И все-таки она была женщиной. Точнее – девушкой. Так она ему сразу заявила. Потому что сразу увидала – для него это было важно, чтобы она сохранила девственность. И, что тоже важно, композитор это в ней сразу и оценил. Единичность должна стать потом дорогой к «обнимитесь, миллионы». «Что и означаем-смеялся про себя композитор, – пролетарии всех стран, соединяйтесь!» И добавлял: «Плодитесь – размножайтесь!»
И все-таки горел в его груди пожар. Трясло его, слег.
Но она согласилась. Потянула чуть и согласилась. Владислав от счастья чуть не умер, потому что это счастье граничило с отчаянием. Понимала ли «Маргарита», с кем связывает судьбу? Понимала. Всегда.

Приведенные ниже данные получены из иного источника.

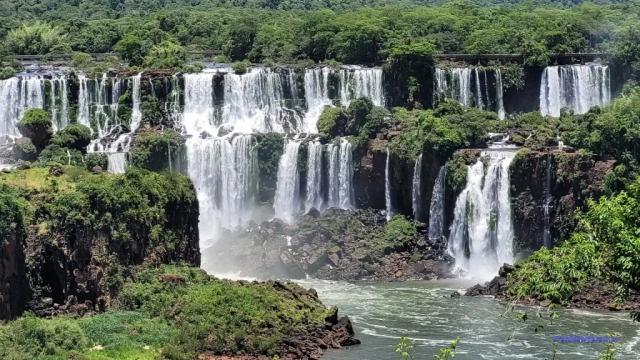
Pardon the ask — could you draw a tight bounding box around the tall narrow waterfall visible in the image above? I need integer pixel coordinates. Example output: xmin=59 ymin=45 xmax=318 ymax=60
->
xmin=327 ymin=139 xmax=353 ymax=209
xmin=542 ymin=154 xmax=553 ymax=249
xmin=49 ymin=75 xmax=69 ymax=131
xmin=223 ymin=69 xmax=303 ymax=134
xmin=340 ymin=66 xmax=384 ymax=107
xmin=304 ymin=141 xmax=322 ymax=211
xmin=540 ymin=65 xmax=611 ymax=117
xmin=0 ymin=76 xmax=44 ymax=136
xmin=411 ymin=154 xmax=422 ymax=220
xmin=274 ymin=140 xmax=300 ymax=223
xmin=303 ymin=67 xmax=331 ymax=134
xmin=449 ymin=151 xmax=515 ymax=278
xmin=384 ymin=147 xmax=393 ymax=221
xmin=429 ymin=166 xmax=445 ymax=239
xmin=496 ymin=69 xmax=505 ymax=120
xmin=77 ymin=74 xmax=91 ymax=128
xmin=129 ymin=73 xmax=142 ymax=133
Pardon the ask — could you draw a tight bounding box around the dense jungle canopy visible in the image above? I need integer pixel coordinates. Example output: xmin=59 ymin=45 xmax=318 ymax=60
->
xmin=0 ymin=0 xmax=640 ymax=65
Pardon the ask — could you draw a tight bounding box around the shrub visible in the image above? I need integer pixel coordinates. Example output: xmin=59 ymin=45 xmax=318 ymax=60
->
xmin=51 ymin=124 xmax=91 ymax=152
xmin=17 ymin=109 xmax=53 ymax=148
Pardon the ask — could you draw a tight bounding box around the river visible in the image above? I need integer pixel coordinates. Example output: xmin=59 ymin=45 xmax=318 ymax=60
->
xmin=298 ymin=280 xmax=640 ymax=360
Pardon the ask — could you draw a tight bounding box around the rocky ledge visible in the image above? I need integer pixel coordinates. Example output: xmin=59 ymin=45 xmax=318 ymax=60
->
xmin=203 ymin=208 xmax=453 ymax=282
xmin=464 ymin=264 xmax=640 ymax=310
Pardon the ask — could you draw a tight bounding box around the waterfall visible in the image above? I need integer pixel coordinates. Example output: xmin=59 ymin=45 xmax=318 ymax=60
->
xmin=107 ymin=152 xmax=127 ymax=174
xmin=303 ymin=67 xmax=331 ymax=134
xmin=223 ymin=69 xmax=302 ymax=134
xmin=449 ymin=151 xmax=515 ymax=278
xmin=289 ymin=69 xmax=298 ymax=108
xmin=0 ymin=76 xmax=44 ymax=136
xmin=496 ymin=68 xmax=505 ymax=120
xmin=429 ymin=166 xmax=445 ymax=239
xmin=274 ymin=140 xmax=300 ymax=223
xmin=129 ymin=73 xmax=142 ymax=133
xmin=185 ymin=135 xmax=257 ymax=240
xmin=473 ymin=68 xmax=487 ymax=110
xmin=50 ymin=75 xmax=69 ymax=131
xmin=327 ymin=139 xmax=353 ymax=209
xmin=304 ymin=141 xmax=322 ymax=212
xmin=411 ymin=154 xmax=422 ymax=220
xmin=540 ymin=65 xmax=611 ymax=117
xmin=384 ymin=147 xmax=393 ymax=221
xmin=77 ymin=74 xmax=91 ymax=129
xmin=340 ymin=66 xmax=384 ymax=107
xmin=182 ymin=73 xmax=218 ymax=136
xmin=543 ymin=154 xmax=553 ymax=249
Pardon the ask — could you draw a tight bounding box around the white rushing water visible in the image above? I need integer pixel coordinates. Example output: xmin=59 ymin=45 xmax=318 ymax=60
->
xmin=429 ymin=166 xmax=446 ymax=239
xmin=449 ymin=151 xmax=515 ymax=279
xmin=303 ymin=67 xmax=331 ymax=134
xmin=496 ymin=69 xmax=505 ymax=120
xmin=540 ymin=65 xmax=611 ymax=117
xmin=327 ymin=139 xmax=354 ymax=209
xmin=340 ymin=65 xmax=384 ymax=107
xmin=304 ymin=141 xmax=322 ymax=212
xmin=274 ymin=140 xmax=300 ymax=223
xmin=0 ymin=76 xmax=44 ymax=137
xmin=384 ymin=147 xmax=393 ymax=221
xmin=411 ymin=154 xmax=422 ymax=220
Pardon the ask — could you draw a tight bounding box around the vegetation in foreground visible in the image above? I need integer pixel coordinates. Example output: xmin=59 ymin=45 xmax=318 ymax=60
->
xmin=0 ymin=265 xmax=335 ymax=360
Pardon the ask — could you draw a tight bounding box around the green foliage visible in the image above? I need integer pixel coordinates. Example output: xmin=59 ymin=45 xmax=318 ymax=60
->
xmin=13 ymin=138 xmax=38 ymax=161
xmin=385 ymin=215 xmax=418 ymax=244
xmin=131 ymin=129 xmax=185 ymax=172
xmin=84 ymin=153 xmax=109 ymax=171
xmin=231 ymin=60 xmax=251 ymax=75
xmin=5 ymin=21 xmax=70 ymax=55
xmin=50 ymin=124 xmax=91 ymax=152
xmin=508 ymin=179 xmax=640 ymax=304
xmin=35 ymin=144 xmax=84 ymax=166
xmin=144 ymin=40 xmax=187 ymax=70
xmin=16 ymin=109 xmax=53 ymax=148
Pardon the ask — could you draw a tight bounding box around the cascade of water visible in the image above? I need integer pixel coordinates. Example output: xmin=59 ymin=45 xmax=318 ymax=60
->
xmin=289 ymin=69 xmax=298 ymax=108
xmin=327 ymin=139 xmax=353 ymax=209
xmin=338 ymin=138 xmax=353 ymax=209
xmin=411 ymin=154 xmax=422 ymax=220
xmin=543 ymin=154 xmax=553 ymax=249
xmin=473 ymin=68 xmax=482 ymax=110
xmin=223 ymin=70 xmax=303 ymax=133
xmin=340 ymin=66 xmax=384 ymax=107
xmin=449 ymin=151 xmax=514 ymax=278
xmin=303 ymin=67 xmax=331 ymax=134
xmin=304 ymin=141 xmax=322 ymax=211
xmin=384 ymin=147 xmax=393 ymax=221
xmin=540 ymin=65 xmax=611 ymax=117
xmin=107 ymin=152 xmax=127 ymax=174
xmin=0 ymin=76 xmax=44 ymax=137
xmin=274 ymin=140 xmax=300 ymax=223
xmin=496 ymin=68 xmax=505 ymax=120
xmin=51 ymin=74 xmax=69 ymax=131
xmin=182 ymin=73 xmax=218 ymax=136
xmin=77 ymin=74 xmax=91 ymax=128
xmin=429 ymin=166 xmax=445 ymax=239
xmin=129 ymin=73 xmax=142 ymax=133
xmin=185 ymin=135 xmax=257 ymax=236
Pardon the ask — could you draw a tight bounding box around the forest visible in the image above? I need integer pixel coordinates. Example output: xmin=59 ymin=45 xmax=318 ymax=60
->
xmin=0 ymin=1 xmax=640 ymax=68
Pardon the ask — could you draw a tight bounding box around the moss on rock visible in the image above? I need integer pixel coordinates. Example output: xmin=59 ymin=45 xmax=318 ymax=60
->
xmin=16 ymin=109 xmax=53 ymax=148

Хотя она была в общем-то «рабфаковский» продукт, пусть из полуинтеллигентной семьи: там были в прошлом удачливые торговцы, был даже один фотограф, он же – переплетчик-любитель. Был и садовод, и агроном-помещик. Новая власть дала молодым девушкам свой лоск – красную косынку! «Синюю блузу». Потом пригодился усвоенный рояль – клубная работа, потом и общественная. Повысился статус, открылась дорога в институт. Талант открылся – сдавала экстерном – университет за четыре года, в ногу со страной. Стала не кем-нибудь, а астрономом! Кто тогда только не мечтал о звездах?! И стала-то, потому что была зацепочка. Да и звезды! В восемнадцать лет кого тогда не тянуло туда? «Пер аспер ад астра!» Новая эра. Бросок вперед, чтобы застолбить конечный пункт в будущем. (Время знает, что будет откат и медленное движение все к тому же).

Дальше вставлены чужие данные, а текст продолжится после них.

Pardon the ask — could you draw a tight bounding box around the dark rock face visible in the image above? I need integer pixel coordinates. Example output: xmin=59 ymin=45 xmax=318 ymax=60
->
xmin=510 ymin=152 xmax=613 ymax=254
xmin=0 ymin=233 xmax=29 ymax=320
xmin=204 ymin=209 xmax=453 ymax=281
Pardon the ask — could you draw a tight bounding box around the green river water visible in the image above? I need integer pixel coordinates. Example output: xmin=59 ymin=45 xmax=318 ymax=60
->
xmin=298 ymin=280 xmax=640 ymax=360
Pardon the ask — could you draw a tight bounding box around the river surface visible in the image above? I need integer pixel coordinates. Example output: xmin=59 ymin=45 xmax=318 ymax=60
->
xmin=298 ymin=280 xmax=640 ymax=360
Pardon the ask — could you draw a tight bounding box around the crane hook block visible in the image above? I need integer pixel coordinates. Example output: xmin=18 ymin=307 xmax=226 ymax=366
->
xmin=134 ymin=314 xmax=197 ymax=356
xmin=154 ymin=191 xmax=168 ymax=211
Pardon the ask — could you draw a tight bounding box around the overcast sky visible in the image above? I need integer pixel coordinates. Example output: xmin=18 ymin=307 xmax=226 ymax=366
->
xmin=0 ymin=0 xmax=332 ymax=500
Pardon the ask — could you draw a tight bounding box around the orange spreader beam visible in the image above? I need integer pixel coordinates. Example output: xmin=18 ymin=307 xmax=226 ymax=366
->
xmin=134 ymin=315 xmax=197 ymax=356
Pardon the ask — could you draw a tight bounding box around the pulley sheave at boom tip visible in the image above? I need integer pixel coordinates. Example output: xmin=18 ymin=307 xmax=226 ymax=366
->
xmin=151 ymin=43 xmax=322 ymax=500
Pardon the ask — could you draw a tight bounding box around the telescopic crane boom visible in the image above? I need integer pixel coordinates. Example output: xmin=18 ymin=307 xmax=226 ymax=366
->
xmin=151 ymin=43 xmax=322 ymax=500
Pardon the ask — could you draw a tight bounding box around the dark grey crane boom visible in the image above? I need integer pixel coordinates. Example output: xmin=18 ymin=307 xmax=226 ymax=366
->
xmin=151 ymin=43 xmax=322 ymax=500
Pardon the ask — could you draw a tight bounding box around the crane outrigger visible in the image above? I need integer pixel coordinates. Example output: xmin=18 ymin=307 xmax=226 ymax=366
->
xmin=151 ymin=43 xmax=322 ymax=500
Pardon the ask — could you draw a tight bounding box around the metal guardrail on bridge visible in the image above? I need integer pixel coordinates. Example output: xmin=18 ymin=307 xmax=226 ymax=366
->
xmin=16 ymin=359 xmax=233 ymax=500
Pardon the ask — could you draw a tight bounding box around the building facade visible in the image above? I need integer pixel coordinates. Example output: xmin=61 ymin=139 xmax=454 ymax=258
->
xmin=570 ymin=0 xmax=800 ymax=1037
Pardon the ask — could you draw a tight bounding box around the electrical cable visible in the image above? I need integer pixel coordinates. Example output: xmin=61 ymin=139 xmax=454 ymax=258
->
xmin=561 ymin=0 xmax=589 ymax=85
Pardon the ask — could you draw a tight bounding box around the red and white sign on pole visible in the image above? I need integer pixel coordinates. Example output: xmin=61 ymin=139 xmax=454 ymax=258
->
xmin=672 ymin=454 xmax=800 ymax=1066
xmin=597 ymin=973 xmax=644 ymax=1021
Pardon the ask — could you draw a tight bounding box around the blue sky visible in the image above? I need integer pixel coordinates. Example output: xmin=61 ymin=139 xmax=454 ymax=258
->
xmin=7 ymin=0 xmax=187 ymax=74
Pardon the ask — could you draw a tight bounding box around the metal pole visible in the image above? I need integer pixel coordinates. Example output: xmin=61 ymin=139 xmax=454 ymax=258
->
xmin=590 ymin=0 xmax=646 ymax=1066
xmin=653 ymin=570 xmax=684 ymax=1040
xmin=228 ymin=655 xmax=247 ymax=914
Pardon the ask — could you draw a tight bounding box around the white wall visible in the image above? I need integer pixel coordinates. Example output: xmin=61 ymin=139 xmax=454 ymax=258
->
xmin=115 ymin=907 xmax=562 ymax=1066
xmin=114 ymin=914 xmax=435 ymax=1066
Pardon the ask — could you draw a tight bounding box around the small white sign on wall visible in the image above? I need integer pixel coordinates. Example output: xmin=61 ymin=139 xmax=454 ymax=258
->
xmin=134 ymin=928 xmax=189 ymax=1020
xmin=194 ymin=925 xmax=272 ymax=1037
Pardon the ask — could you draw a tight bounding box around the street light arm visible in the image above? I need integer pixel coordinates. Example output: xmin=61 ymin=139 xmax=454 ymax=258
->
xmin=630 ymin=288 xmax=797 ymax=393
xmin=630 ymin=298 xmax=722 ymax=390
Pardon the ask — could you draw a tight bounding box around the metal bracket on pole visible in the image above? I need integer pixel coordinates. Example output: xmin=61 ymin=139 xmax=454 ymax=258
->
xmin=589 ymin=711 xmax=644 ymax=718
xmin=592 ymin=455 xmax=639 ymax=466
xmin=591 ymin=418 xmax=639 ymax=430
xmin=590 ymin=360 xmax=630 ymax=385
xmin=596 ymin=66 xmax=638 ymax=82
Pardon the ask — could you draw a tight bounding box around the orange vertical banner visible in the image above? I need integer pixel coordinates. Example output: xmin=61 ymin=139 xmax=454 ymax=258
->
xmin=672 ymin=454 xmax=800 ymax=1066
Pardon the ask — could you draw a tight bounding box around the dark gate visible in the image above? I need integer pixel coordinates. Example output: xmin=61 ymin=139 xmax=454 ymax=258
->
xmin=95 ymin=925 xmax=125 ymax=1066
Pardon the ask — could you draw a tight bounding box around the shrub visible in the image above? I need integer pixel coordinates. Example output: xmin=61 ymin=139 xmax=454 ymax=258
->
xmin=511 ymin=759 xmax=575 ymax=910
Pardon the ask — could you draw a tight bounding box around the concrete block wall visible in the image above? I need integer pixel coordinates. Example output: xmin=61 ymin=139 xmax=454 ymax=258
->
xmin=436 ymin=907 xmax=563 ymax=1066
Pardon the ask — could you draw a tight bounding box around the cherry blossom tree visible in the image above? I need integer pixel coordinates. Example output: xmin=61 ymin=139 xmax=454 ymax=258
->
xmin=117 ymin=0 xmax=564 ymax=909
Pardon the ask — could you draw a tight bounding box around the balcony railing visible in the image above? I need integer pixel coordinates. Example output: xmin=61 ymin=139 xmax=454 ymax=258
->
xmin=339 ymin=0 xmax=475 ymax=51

«Зацепочкой» же был один видный ученый, из старинной семьи потомственных академиков, доктор «гонорис кауза» Капиани. Заметил «огонечек» в глазах абитуриентки, посодействовал. Поддержал. Проследил. Посодействовал на пути в науку. «Главное, чтобы огонечек не погас!» – любил говаривать он. Все в семье Капиани становились учеными, «гонорис» был уже стар, ограничивался поддержкой на расстоянии – писал письма, телефонировал своим подопечным девочкам. Правда, позже женился на очень молоденькой, и она изящно загнала его в гроб.

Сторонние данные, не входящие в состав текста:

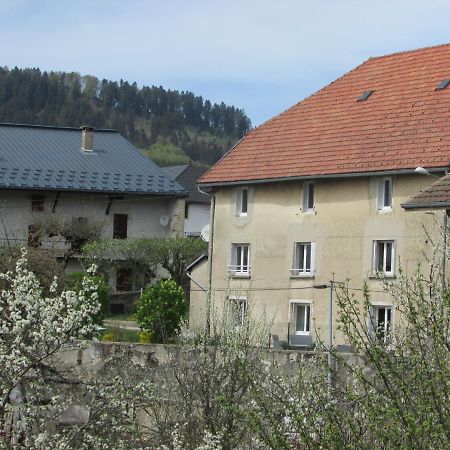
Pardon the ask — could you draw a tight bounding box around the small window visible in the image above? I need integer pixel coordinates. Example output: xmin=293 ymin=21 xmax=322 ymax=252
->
xmin=303 ymin=182 xmax=315 ymax=211
xmin=377 ymin=178 xmax=392 ymax=211
xmin=435 ymin=78 xmax=450 ymax=91
xmin=236 ymin=187 xmax=248 ymax=216
xmin=113 ymin=214 xmax=128 ymax=239
xmin=229 ymin=297 xmax=248 ymax=328
xmin=228 ymin=244 xmax=250 ymax=276
xmin=67 ymin=217 xmax=89 ymax=253
xmin=291 ymin=242 xmax=316 ymax=276
xmin=116 ymin=268 xmax=133 ymax=292
xmin=31 ymin=195 xmax=45 ymax=212
xmin=28 ymin=225 xmax=42 ymax=248
xmin=291 ymin=302 xmax=311 ymax=335
xmin=373 ymin=241 xmax=395 ymax=276
xmin=369 ymin=305 xmax=394 ymax=343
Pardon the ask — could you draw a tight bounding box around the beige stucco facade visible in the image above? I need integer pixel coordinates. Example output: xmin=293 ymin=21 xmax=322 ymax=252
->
xmin=190 ymin=174 xmax=441 ymax=344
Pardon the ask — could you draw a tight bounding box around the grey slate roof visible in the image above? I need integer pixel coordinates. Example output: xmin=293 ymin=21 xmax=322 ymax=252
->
xmin=0 ymin=124 xmax=186 ymax=195
xmin=161 ymin=164 xmax=189 ymax=180
xmin=402 ymin=175 xmax=450 ymax=210
xmin=162 ymin=164 xmax=211 ymax=203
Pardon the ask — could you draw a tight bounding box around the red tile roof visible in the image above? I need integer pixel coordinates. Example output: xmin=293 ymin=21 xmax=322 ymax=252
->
xmin=199 ymin=44 xmax=450 ymax=184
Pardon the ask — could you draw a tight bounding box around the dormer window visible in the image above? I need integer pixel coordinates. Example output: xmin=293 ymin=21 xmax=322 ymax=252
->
xmin=303 ymin=182 xmax=315 ymax=212
xmin=358 ymin=91 xmax=375 ymax=102
xmin=236 ymin=187 xmax=248 ymax=216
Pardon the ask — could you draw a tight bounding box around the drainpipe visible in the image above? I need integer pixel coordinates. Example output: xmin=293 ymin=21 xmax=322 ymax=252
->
xmin=197 ymin=187 xmax=216 ymax=337
xmin=186 ymin=271 xmax=208 ymax=292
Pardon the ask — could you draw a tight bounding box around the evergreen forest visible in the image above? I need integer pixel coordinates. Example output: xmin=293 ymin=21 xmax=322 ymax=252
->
xmin=0 ymin=67 xmax=251 ymax=166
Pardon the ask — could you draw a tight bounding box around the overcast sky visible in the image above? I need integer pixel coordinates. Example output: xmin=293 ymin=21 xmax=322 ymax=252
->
xmin=0 ymin=0 xmax=450 ymax=125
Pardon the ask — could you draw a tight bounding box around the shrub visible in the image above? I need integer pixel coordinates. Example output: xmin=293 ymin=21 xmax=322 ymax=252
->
xmin=136 ymin=280 xmax=186 ymax=342
xmin=67 ymin=272 xmax=110 ymax=325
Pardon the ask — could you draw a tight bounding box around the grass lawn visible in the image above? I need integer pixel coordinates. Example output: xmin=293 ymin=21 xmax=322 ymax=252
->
xmin=100 ymin=326 xmax=142 ymax=342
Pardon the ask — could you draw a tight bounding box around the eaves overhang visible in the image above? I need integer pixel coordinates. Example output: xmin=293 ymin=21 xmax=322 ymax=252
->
xmin=400 ymin=202 xmax=450 ymax=211
xmin=0 ymin=186 xmax=189 ymax=198
xmin=197 ymin=165 xmax=448 ymax=189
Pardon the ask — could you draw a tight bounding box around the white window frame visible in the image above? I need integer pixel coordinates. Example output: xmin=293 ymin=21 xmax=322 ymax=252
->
xmin=228 ymin=296 xmax=248 ymax=329
xmin=302 ymin=181 xmax=316 ymax=212
xmin=291 ymin=241 xmax=316 ymax=278
xmin=377 ymin=177 xmax=393 ymax=212
xmin=228 ymin=243 xmax=250 ymax=277
xmin=369 ymin=303 xmax=395 ymax=343
xmin=236 ymin=186 xmax=248 ymax=217
xmin=372 ymin=239 xmax=396 ymax=277
xmin=289 ymin=300 xmax=312 ymax=336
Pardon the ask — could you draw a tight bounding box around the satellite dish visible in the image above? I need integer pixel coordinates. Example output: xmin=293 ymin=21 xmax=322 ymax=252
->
xmin=159 ymin=215 xmax=170 ymax=227
xmin=200 ymin=224 xmax=210 ymax=242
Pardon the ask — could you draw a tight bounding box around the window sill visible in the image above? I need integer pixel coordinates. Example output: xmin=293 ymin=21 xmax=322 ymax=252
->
xmin=369 ymin=272 xmax=397 ymax=280
xmin=377 ymin=208 xmax=394 ymax=214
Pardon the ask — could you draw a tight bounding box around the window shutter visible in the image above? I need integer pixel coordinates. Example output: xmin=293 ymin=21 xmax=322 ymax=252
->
xmin=311 ymin=242 xmax=316 ymax=275
xmin=377 ymin=180 xmax=384 ymax=209
xmin=236 ymin=188 xmax=242 ymax=216
xmin=372 ymin=241 xmax=377 ymax=275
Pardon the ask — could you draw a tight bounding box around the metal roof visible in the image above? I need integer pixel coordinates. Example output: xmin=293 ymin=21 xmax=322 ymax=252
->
xmin=402 ymin=175 xmax=450 ymax=210
xmin=0 ymin=124 xmax=186 ymax=195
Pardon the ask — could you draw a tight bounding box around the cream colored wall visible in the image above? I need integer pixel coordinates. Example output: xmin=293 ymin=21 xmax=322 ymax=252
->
xmin=191 ymin=175 xmax=441 ymax=343
xmin=0 ymin=189 xmax=184 ymax=245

Конечно, ни о какой серьезной работе еще долго после учебы для такой женщины речи не заходило, ибо сама она была вполне как звезда. Яркая Вега! Блистающая на небосклоне города Ленина. Звезде под пару нужна была тоже величина в своей области первая. Два раза такие сближения звезд были, два раз чуть не побывала Зинаида Николаевна замужем. Один раз за крупным архитектором, другой – за великим пианистом. Архитектор сел еще по процессу «промпартии», за то, что имел машину – он давал ее всем, кто не попросит, один новоиспеченный «враг народа» на допросе показал, что ездил на «диверсии» – взрывать плотины – на этой машине.